Like Ole in The Killers, Steve hopes to double-cross his fellow crooks and run off with Anna and the loot. To do that he offers Nelson (Robert Osterloh), the hit man Slim has sent to the hospital to knock him off, a $10,000 bribe from the loot to let him live and take him to Anna, but Slim tracks them down by following Nelson. Anna announces that she’s going to take all the money for herself and leave Steve to die, either of his wounds or at Slim’s hands. She even makes a big speech to the effect that love is a luxury she can’t afford and she’s just using all the men in her life for what she can get out of them. Slim shows up and kills both Steve and Anna before the cops, who have trailed him to Steve’s and Anna’s hideout, show up – though it’s unclear whether they just arrest him or shoot him down. One of the most unusual touches in Criss Cross is the thoroughly repulsive traditional family Steve lives with and which he can’t wait to escape from, including a tyrannical mother (Edna Holland) and a younger brother, Slade (Richard Thompson), a wretched young man whose girlfriend is just as nauseating as he is. It also has an unusual scene in the nightclub where Esy Morales, a Latin bandleader who’s actually billed fifth in the credits, plays a song called “Jungle Fantasy” while Yvonne De Carlo dances up a storm with an unidentified man. Reportedly Robert Siodmak ran into this man on the Universal lot and casually asked him if he could dance, then cast him when he said he could. Once Criss Cross came out, Universal was deluged with fan letters demanding to see more of the “hunk” who’d danced with De Carlo at the nightclub.
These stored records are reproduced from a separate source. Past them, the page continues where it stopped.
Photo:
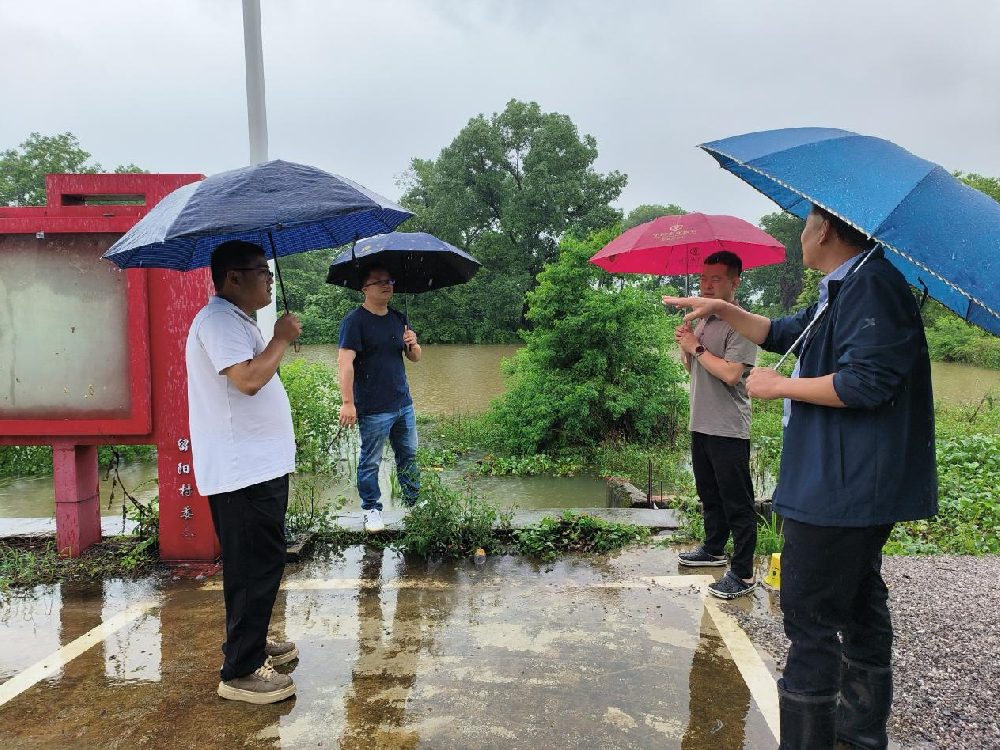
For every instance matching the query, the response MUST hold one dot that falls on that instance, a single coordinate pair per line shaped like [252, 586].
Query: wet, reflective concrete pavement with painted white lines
[610, 652]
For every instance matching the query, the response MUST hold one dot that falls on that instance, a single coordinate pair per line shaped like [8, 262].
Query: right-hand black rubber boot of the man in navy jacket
[865, 700]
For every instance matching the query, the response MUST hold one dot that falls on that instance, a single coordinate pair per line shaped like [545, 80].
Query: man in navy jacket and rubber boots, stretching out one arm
[858, 457]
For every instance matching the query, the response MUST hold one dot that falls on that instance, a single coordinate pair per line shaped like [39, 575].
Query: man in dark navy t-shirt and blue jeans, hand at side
[376, 397]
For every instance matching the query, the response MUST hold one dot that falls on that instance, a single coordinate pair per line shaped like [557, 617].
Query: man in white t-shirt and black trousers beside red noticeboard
[243, 448]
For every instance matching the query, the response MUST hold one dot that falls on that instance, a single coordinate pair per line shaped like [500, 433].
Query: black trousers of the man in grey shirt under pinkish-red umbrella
[722, 477]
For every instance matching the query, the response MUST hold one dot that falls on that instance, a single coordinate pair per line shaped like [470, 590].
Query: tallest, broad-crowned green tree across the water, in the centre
[506, 189]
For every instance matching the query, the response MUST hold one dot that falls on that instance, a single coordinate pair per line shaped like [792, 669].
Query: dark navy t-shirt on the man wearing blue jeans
[379, 376]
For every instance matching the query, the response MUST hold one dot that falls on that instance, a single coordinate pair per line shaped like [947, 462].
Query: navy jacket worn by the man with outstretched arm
[873, 462]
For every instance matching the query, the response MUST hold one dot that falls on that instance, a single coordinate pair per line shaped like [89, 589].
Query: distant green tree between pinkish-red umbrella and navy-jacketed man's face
[775, 289]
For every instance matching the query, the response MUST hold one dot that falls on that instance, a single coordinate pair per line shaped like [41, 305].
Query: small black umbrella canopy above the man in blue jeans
[419, 262]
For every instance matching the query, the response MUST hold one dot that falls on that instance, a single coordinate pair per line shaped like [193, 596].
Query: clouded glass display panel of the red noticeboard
[63, 329]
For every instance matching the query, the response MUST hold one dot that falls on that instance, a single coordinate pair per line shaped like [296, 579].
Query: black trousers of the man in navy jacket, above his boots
[831, 582]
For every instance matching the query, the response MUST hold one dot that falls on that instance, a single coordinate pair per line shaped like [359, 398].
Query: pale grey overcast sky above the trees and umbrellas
[360, 88]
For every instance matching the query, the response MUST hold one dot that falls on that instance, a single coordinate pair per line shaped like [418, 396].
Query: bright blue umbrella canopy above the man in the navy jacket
[943, 235]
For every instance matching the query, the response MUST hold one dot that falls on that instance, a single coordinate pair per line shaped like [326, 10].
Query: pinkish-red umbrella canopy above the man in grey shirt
[672, 245]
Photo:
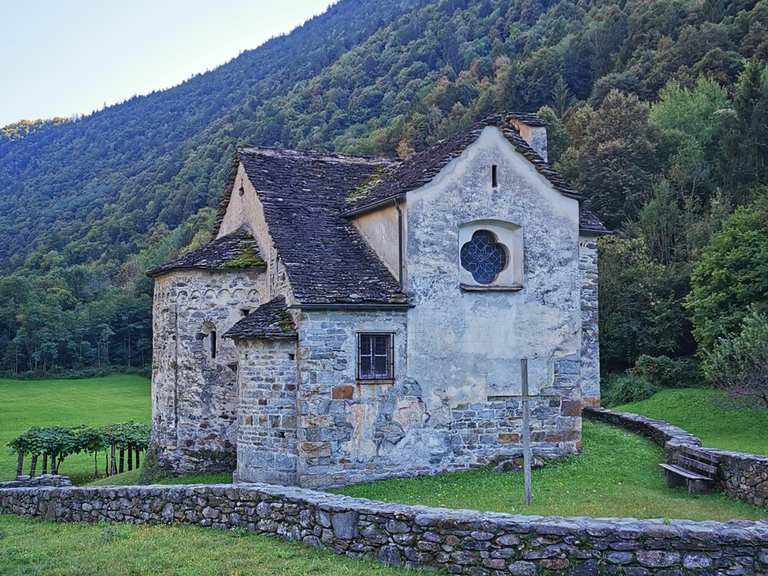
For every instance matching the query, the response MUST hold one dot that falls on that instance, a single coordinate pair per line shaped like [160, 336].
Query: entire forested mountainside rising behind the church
[657, 112]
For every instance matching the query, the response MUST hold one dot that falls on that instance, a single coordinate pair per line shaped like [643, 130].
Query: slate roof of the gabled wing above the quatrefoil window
[422, 167]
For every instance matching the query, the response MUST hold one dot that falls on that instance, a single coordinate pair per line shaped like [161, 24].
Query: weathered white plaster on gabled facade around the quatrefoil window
[465, 346]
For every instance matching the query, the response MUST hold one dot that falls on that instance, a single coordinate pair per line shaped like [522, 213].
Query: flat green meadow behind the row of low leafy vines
[93, 401]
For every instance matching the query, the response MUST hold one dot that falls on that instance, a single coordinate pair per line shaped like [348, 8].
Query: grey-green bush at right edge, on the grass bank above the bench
[738, 364]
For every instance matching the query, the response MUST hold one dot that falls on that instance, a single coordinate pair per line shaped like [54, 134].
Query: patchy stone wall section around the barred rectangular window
[350, 431]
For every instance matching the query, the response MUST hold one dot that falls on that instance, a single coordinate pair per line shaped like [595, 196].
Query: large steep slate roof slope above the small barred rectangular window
[326, 258]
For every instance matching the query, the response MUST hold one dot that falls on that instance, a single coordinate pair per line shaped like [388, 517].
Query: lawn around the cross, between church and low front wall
[616, 475]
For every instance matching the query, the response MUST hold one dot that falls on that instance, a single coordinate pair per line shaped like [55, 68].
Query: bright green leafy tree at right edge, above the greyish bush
[730, 276]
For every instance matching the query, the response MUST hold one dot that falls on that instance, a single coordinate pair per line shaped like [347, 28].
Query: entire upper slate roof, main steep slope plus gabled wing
[309, 197]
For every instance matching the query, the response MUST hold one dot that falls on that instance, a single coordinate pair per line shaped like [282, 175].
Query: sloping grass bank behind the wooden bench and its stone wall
[711, 416]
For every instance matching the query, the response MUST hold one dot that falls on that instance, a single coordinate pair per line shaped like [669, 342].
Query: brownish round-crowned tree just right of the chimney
[612, 157]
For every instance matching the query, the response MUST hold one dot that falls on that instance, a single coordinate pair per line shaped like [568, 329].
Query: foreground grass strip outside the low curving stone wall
[31, 547]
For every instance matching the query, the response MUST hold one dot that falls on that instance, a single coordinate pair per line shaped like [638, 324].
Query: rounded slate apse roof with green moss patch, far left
[217, 255]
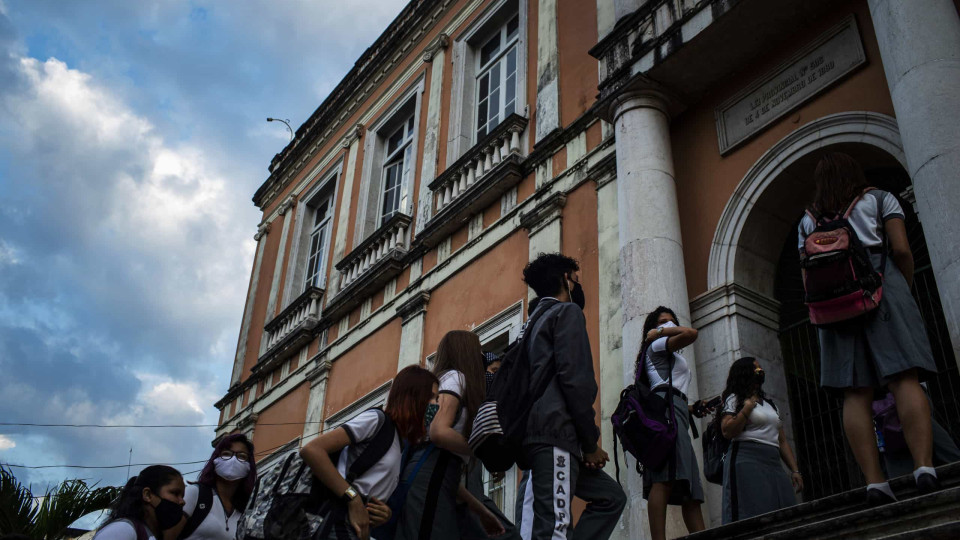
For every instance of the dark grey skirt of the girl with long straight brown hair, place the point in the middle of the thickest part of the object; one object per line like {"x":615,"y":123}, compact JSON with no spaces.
{"x":430,"y":511}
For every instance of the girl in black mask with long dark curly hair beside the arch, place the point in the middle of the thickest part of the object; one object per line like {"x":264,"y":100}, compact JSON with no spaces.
{"x":754,"y":481}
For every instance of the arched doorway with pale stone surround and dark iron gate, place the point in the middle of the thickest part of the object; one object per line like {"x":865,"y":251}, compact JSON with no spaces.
{"x":754,"y":273}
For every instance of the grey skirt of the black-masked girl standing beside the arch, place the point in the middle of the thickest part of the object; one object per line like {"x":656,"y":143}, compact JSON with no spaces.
{"x":754,"y":481}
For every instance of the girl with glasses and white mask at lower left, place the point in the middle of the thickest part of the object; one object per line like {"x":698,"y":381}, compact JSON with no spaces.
{"x":214,"y":504}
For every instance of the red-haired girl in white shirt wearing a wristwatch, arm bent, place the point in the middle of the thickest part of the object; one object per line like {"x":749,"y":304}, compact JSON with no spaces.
{"x":412,"y":390}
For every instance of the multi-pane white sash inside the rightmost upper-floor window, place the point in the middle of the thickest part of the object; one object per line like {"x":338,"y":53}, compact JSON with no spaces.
{"x":497,"y":63}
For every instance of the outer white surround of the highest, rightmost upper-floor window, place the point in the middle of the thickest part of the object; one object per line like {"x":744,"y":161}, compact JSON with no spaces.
{"x":466,"y":58}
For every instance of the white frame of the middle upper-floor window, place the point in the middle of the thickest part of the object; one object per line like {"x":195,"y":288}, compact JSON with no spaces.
{"x":373,"y":175}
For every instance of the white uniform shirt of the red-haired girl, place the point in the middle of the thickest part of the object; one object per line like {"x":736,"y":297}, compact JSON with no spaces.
{"x":382,"y":478}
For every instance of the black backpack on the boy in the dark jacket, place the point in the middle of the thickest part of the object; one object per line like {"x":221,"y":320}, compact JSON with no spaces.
{"x":501,"y":422}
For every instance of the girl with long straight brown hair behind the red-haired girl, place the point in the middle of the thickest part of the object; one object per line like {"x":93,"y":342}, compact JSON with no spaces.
{"x":430,"y":510}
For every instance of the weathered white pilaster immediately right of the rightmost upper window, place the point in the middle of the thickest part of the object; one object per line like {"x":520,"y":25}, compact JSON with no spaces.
{"x":548,"y":69}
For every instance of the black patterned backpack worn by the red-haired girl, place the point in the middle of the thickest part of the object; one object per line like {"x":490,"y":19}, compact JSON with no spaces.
{"x":289,"y":503}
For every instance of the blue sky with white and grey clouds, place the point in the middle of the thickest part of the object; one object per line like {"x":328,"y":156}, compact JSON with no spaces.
{"x":132,"y":137}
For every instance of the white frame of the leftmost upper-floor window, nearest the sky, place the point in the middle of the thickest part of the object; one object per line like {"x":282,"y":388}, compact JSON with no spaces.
{"x":299,"y":258}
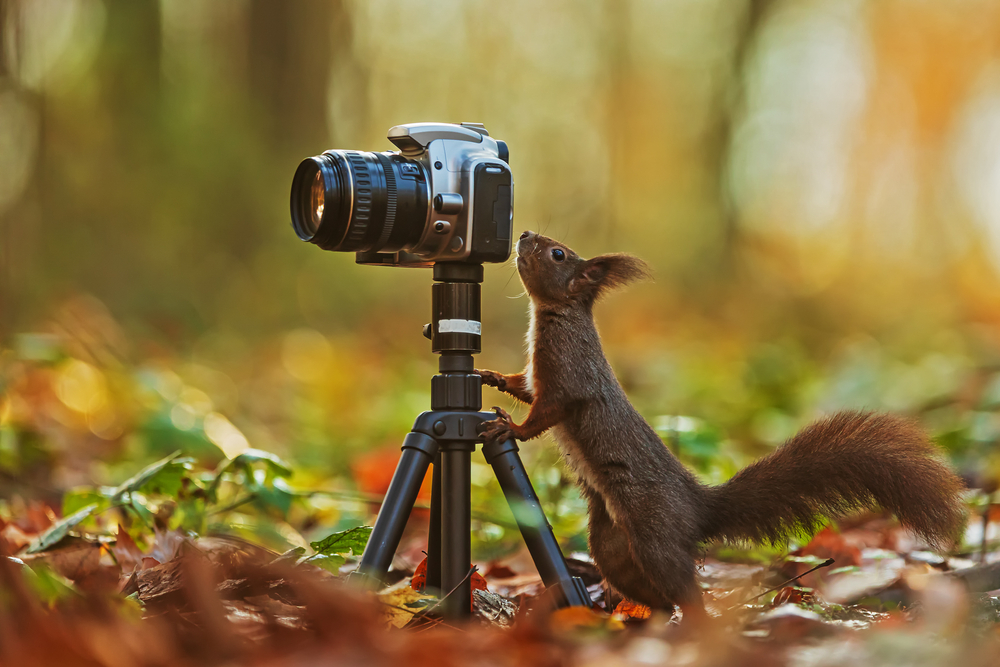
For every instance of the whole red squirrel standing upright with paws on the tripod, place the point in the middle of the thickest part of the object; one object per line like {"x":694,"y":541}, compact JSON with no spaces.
{"x":649,"y":515}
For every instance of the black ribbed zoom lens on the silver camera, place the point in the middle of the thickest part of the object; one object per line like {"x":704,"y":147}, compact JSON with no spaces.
{"x":356,"y":201}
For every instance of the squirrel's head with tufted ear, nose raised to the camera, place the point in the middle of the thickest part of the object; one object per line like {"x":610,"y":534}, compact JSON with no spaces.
{"x":555,"y":275}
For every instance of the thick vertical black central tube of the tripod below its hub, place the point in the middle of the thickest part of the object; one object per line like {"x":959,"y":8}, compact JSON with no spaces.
{"x":456,"y":527}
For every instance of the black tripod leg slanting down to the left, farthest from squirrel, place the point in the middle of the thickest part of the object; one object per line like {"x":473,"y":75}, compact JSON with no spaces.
{"x":418,"y":452}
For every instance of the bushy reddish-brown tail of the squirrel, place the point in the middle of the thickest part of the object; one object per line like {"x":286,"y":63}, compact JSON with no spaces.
{"x":850,"y":461}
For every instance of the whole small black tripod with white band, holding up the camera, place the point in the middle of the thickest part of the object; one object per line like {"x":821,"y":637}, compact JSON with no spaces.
{"x":446,"y":436}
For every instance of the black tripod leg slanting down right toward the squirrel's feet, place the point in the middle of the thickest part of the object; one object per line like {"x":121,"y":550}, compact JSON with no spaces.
{"x":535,"y":528}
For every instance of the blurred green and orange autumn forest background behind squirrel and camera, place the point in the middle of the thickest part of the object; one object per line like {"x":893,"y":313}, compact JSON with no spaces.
{"x":816,"y":184}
His real name was Bernard Schwartz but he was signed to Universal as “Anthony Curtis,” and he later shortened that name to Tony Curtis and became one of the biggest movie stars of the 1950’s. Lancaster and Curtis would make three more films together, including the ultra-dark 1957 masterpiece Sweet Smell of Success.

My husband Charles made the interesting comment that though it was made three years after The Killers, Criss Cross did much more showing off of Lancaster’s body and overall good looks. Lancaster had already been a boxer and a circus acrobat and trapeze artist – a skill he got to immortalize on film in his 1956 production Trapeze (another Lancaster-Curtis collaboration) – before briefly settling on Broadway after World War II and then landing a film contract. Lancaster’s imdb.com page contains quite a lot of quotes from interviews he gave over the years, including this one: “I woke up one day a star. It was terrifying. Then I worked hard toward becoming a good actor.” Actually he’s quite impressive in these early films, portraying a gritty toughness that’s believable for these roles as lunk-headed patsies in films noir, though later on he would be even more capable as the religious hypocrite in Elmer Gantry in 1960 – and when I first saw that film in 1972 I had just read Sinclair Lewis’s source novel and found myself wishing they’d have made a sequel featuring the final third of Lewis’s book, which they hadn’t used in 1960 and in which Gantry becomes an established leader of a mainstream church, at a time when Lancaster would still have been young enough to repeat the role.